Photosensitization of human leukemic cells by anthracenedione antitumor agents

1,4-Diamino-substituted anthraquinone antitumor agents (mitoxantrone and ametantrone) and structurally related 1,5- and 1,8-diamino-substituted compounds (AM1 and AM2) were tested for their ability to photosensitize human leukemic cells in culture. Viability was measured using the 3,4,5-dimethylthiazol-2,5-diphenyl tetrazolium bromide assay, and DNA and membrane damage were assessed. Following a 1-h exposure to AM2, a dose of drug required to give 50% loss of cell viability (53 microM) was obtained in the dark, which was reduced to approximately 2.4 microM following illumination for 2 min (lambda greater than 475 nm), a dose of light that was completely nontoxic to the cells in the absence of drug. A shift in the cell viability curve was also observed for AM1 but, under identical conditions, the dose modification was only 8.9. In contrast, neither ametantrone nor mitoxantrone gave a decreased viability upon illumination. DNA single-strand breaks as measured by alkaline elution correlated with cell viability.

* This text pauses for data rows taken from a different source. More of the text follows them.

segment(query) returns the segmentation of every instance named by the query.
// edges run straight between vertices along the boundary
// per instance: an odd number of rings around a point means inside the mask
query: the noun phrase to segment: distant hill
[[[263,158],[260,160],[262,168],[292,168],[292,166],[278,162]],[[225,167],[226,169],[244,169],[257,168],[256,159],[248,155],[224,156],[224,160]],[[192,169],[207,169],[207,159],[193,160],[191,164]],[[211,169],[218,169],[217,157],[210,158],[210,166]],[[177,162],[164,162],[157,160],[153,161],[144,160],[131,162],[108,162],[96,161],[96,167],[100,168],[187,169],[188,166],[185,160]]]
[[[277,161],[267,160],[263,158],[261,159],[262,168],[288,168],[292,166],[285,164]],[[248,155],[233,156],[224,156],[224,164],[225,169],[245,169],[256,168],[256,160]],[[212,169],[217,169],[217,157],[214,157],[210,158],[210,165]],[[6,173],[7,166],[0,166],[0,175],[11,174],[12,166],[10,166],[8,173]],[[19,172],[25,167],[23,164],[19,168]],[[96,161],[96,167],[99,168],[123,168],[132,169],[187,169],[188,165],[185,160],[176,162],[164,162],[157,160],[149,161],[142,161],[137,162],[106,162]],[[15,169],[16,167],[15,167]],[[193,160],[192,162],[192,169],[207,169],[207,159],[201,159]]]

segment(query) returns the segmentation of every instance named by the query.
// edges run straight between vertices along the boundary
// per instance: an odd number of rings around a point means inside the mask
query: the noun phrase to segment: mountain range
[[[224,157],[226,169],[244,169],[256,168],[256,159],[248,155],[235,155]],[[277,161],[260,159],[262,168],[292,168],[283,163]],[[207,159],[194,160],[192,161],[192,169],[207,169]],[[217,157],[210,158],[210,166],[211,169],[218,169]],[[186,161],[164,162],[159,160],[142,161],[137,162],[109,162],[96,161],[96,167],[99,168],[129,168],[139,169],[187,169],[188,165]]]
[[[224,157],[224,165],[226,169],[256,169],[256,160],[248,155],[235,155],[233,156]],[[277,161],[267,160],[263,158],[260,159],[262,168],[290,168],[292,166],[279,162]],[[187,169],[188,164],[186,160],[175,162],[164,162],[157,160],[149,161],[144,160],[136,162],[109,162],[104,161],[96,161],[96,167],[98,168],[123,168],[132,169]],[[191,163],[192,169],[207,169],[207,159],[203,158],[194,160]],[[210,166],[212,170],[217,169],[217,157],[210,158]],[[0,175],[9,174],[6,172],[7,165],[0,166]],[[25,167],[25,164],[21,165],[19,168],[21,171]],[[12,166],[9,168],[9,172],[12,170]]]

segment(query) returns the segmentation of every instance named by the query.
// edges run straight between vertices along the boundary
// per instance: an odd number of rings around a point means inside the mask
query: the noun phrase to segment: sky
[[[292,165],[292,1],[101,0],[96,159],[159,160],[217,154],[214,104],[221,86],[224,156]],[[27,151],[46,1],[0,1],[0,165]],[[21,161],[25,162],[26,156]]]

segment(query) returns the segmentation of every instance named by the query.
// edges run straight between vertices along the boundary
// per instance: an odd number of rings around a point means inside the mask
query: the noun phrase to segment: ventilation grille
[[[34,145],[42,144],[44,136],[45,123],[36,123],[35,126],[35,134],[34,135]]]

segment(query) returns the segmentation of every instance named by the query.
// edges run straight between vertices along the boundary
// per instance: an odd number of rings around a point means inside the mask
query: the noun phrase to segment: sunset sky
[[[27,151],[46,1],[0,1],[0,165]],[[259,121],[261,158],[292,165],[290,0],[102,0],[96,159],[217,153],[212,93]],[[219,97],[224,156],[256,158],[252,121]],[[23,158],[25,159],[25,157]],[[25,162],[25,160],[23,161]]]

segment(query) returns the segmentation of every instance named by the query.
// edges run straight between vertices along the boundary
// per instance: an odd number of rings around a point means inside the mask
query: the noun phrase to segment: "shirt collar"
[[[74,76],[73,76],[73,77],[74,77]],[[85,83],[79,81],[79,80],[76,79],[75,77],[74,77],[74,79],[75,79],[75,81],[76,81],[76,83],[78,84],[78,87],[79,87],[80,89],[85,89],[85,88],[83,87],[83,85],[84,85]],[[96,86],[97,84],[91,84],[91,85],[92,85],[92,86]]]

Frank DNA single-strand breaks were produced by AM2 and light, suggesting the production of free radicals. The strand breaks produced by AM2 in the dark and by mitoxantrone (with or without illumination) were protein concealed. No evidence of photo-induced membrane damage, as determined by transport of the model amino acid cycloleucine, could be observed even at supralethal doses.